Everyone knows somebody who refuses to transact in anything but cash. They don’t understand transacting without a physical medium; they enjoy the feeling of control and security that cash brings, as opposed to numbers changing on their phone screens.
Anecdotal evidence of a variety of different scams utilising frailties in digital payment systems further encourages this belief. Fraudulent transactions cost companies and individuals billions every year, and in 2015 losses from worldwide fraud on payment cards amounted to USD 16.31 billion. Nearer home, a digital wallet provider lost INR 19 crore due to technical glitches in its payment system.
This is why some people are loathed to transact digitally, in spite of the many benefits; even those who do transact digitally prefer bank transfers and cheques for large payments due to the perceived security these modes of payment offer. For digital payments to successfully supplant cash as a medium of transaction, it must adopt some new methods to ensure security – and this is where Blockchain comes in.
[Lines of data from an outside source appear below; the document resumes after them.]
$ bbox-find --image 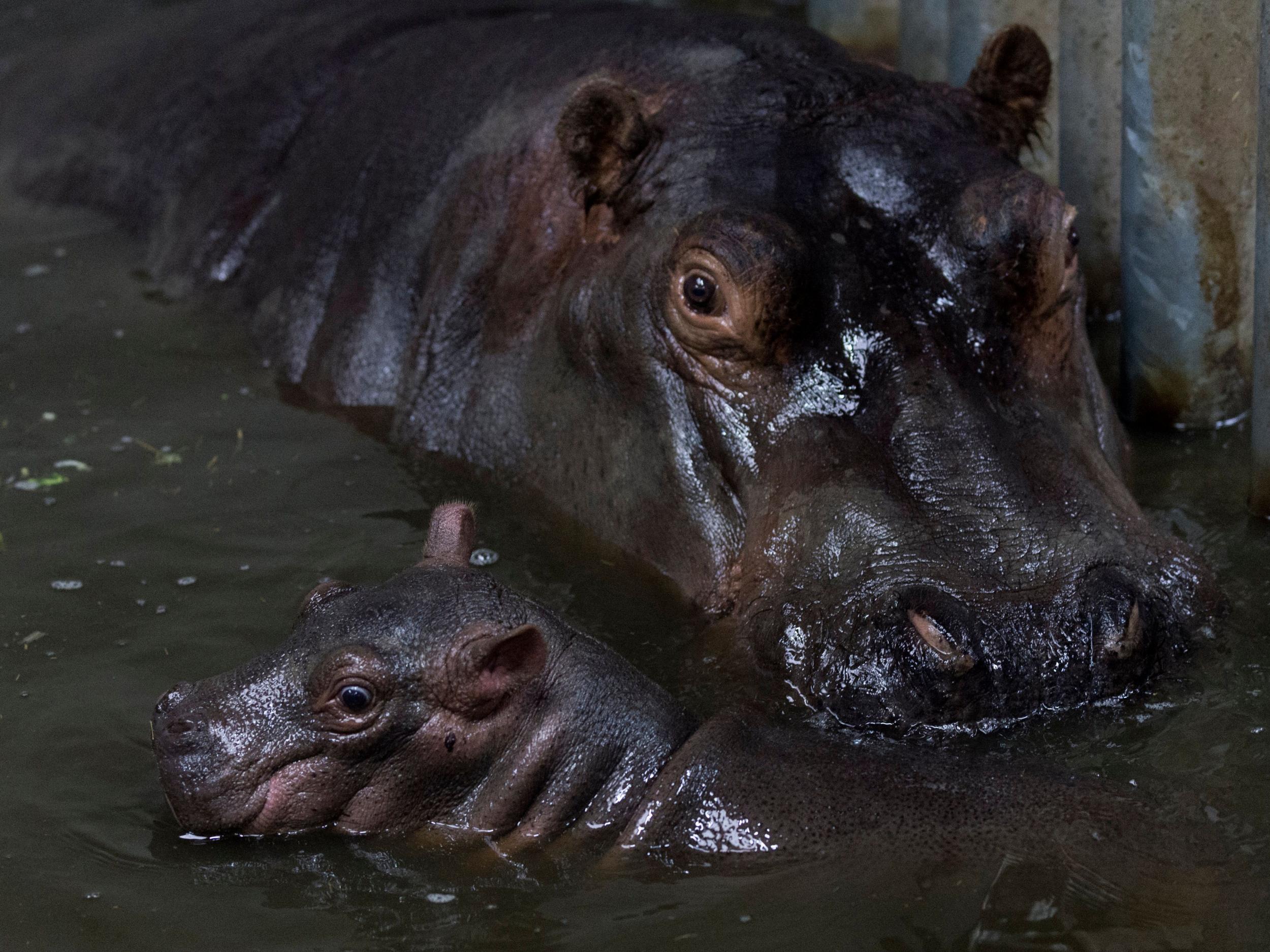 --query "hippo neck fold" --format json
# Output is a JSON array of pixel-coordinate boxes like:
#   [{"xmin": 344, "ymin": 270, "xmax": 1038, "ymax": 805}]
[{"xmin": 450, "ymin": 637, "xmax": 696, "ymax": 852}]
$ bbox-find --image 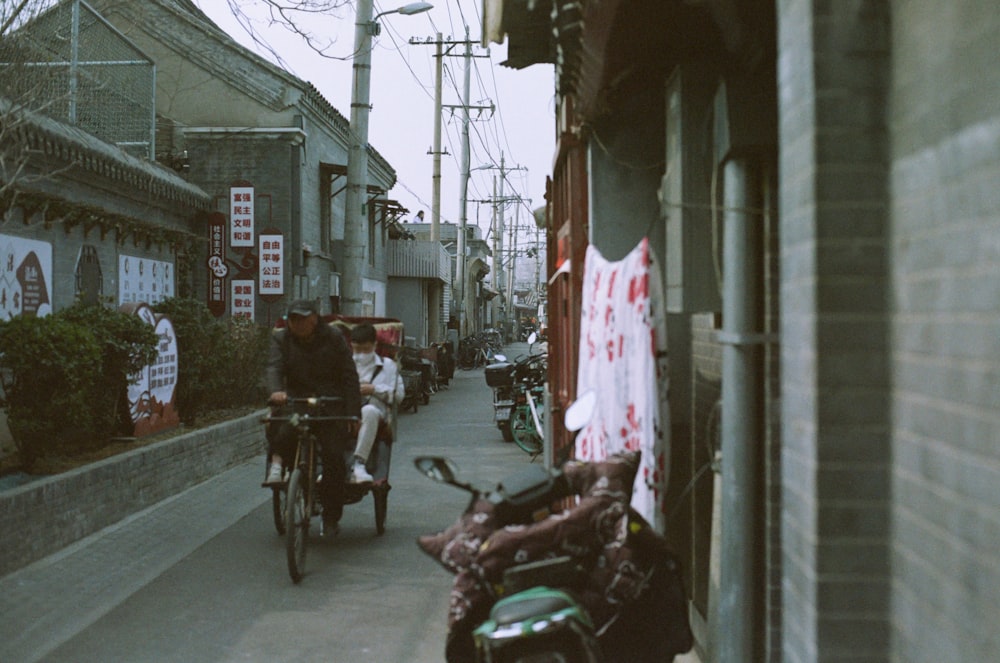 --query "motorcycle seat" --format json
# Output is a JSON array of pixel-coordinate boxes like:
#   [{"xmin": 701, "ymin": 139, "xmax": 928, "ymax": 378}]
[{"xmin": 490, "ymin": 587, "xmax": 576, "ymax": 627}]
What is blockchain, anyway?
The development and popularity of cryptocurrencies like Bitcoin have made blockchain a popular term, but few are familiar with how the technology works.
Imagine if every cash note that you acquired carried with it a ledger of encrypted data, upon which the details of every prior transaction carried out through it would be stored. Further, every person who had transacted on that note would also carry the same record, which will keep getting updated through the life of that currency note in real time.
At the point that you’re receiving the note, you’ll also be able to see how the previous holder has transacted; that information would be an aid to figuring out whether that person is trustworthy enough to transact with or not. And this is the main feature and quality that blockchain technology provides.